From The Nation:
“This is the only drama in Dickinson's life that's not of her making,” says Lyndall Gordon in Lives Like Loaded Guns, her account not only of the life but of the afterlife of Emily Dickinson, an afterlife that continues to be shaped to this day by the internecine warfare within her immediate family, their progeny and their associates. The writer of the thank-you notes is Dickinson, infamous recluse, the author of some 1,775 poems, almost all of which remained unpublished until after her death. The adulterers are Austin Dickinson, her brother, and Mabel Loomis Todd, who first laid eyes on Dickinson only when she was lying in her coffin but who became the first editor of Dickinson's poems. Austin's spurned wife is Susan Gilbert Dickinson, with whom Dickinson shared 276 of her poems, including many of her greatest.
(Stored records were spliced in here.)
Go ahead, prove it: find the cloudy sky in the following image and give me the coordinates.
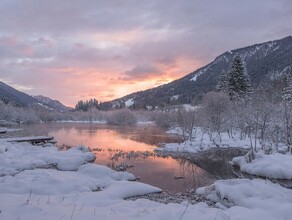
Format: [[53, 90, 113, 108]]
[[0, 0, 292, 106]]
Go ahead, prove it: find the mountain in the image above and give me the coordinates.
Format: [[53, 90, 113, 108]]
[[0, 82, 37, 107], [100, 36, 292, 109], [34, 95, 70, 112], [0, 81, 69, 112]]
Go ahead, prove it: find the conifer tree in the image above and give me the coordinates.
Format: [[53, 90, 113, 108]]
[[218, 55, 251, 101], [282, 73, 292, 103], [217, 72, 228, 93]]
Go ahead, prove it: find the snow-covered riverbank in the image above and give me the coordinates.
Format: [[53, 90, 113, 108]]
[[0, 138, 292, 220]]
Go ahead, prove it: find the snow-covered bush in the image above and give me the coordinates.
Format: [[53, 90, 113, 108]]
[[106, 109, 137, 125]]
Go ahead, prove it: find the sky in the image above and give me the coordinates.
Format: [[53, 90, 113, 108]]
[[0, 0, 292, 106]]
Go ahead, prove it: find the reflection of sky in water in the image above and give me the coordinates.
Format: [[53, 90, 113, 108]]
[[13, 123, 213, 192]]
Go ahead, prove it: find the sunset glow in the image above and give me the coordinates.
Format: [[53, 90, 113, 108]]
[[0, 0, 292, 106]]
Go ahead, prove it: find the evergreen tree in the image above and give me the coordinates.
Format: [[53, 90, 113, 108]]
[[282, 73, 292, 103], [218, 55, 251, 101], [217, 72, 228, 93]]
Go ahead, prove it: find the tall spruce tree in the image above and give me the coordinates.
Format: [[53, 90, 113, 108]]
[[217, 72, 228, 93], [218, 55, 251, 101], [282, 73, 292, 103]]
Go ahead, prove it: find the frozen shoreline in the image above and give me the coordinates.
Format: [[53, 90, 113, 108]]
[[0, 140, 292, 220]]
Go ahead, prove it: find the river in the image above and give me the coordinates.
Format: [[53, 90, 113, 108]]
[[7, 122, 216, 192]]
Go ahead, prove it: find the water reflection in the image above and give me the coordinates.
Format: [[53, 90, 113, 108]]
[[6, 123, 214, 192]]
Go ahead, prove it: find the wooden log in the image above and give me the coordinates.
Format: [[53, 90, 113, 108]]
[[2, 136, 54, 144]]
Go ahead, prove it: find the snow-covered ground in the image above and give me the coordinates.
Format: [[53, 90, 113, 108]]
[[196, 179, 292, 220], [56, 120, 106, 124], [0, 138, 292, 220], [232, 152, 292, 180]]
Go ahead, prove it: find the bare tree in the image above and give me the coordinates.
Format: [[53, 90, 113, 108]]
[[202, 92, 230, 141]]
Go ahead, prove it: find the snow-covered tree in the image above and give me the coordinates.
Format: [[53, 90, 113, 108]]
[[218, 55, 251, 101], [217, 72, 228, 93], [282, 73, 292, 103]]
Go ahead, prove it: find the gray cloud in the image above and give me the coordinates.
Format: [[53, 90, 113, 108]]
[[0, 0, 292, 105]]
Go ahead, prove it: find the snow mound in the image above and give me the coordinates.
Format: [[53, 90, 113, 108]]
[[0, 141, 95, 176], [196, 179, 292, 220], [231, 152, 292, 179], [0, 164, 161, 199]]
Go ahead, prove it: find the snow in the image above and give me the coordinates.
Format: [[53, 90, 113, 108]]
[[190, 73, 201, 82], [159, 128, 250, 153], [232, 152, 292, 180], [170, 95, 180, 101], [56, 120, 106, 124], [125, 98, 134, 107], [0, 140, 95, 176], [196, 179, 292, 220], [0, 137, 292, 220]]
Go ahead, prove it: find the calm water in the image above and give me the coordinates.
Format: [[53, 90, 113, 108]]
[[4, 123, 214, 192]]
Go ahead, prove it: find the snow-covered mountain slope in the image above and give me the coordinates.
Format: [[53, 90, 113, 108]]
[[0, 82, 37, 106], [0, 81, 69, 112], [101, 36, 292, 109], [34, 95, 69, 112]]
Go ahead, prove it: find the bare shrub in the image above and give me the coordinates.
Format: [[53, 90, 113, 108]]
[[106, 109, 137, 125], [202, 92, 231, 139]]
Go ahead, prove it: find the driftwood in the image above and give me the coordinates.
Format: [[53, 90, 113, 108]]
[[3, 136, 54, 144]]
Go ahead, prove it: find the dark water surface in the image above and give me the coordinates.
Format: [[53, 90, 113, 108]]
[[4, 123, 216, 192]]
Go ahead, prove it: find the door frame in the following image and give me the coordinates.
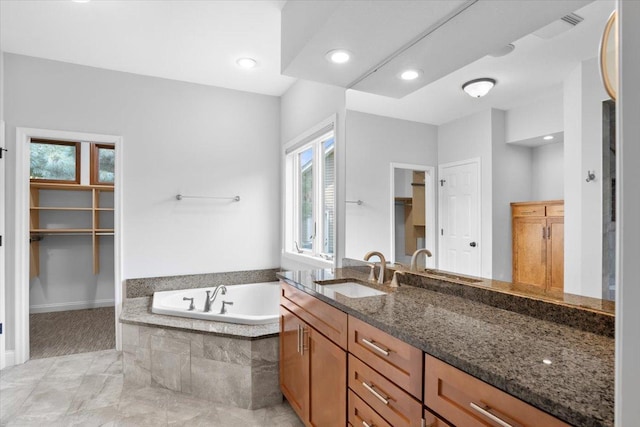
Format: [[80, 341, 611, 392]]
[[437, 157, 484, 277], [0, 120, 8, 369], [15, 127, 123, 364], [389, 162, 438, 268]]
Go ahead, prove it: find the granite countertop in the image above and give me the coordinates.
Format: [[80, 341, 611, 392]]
[[278, 268, 615, 427], [120, 297, 280, 340]]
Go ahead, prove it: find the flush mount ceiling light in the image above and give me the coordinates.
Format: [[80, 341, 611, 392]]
[[236, 58, 258, 70], [400, 69, 422, 80], [325, 49, 351, 64], [462, 77, 496, 98]]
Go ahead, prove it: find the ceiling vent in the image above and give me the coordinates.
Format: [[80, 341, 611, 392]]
[[560, 13, 584, 27], [533, 13, 584, 40]]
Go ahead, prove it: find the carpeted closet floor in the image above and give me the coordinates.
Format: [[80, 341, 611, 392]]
[[29, 307, 116, 359]]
“With the exception of Shakespeare,” wrote Dickinson to Sue, “you have told me of more knowledge than any one living.” Sue would eventually publish some of the poems in her possession, and her daughter Mattie would continue until her death in 1943 to exert her mother's right to do so. Until her death in 1968, Mabel Loomis Todd's daughter Millicent would exert her mother's right to do the same thing, a right that was perhaps unintentionally bequeathed to her by Dickinson's sister, Vinnie, who asked Mabel to transcribe the hundreds of poems found in Dickinson's bedroom after her death. Lies, vendettas and lawsuits proliferated: a drama of marital infidelity was played out over the dead poet's manuscripts with an intricacy that Henry James could not have imagined. The last major player in this drama, Mary Hampson (the wife of Mattie's companion, Alfred Leete Hampson), died in 1988. Until the end, she lived in the house that Dickinson's father built for Austin and Sue, the Evergreens, and the house has remained basically unchanged since the poet's lifetime. Dickinson last entered the Evergreens on the night of October 4, 1883, when she came to sit beside her dying nephew, Gib. Today, Gib's rocking horse still stands in a shroud of dust beside his bed.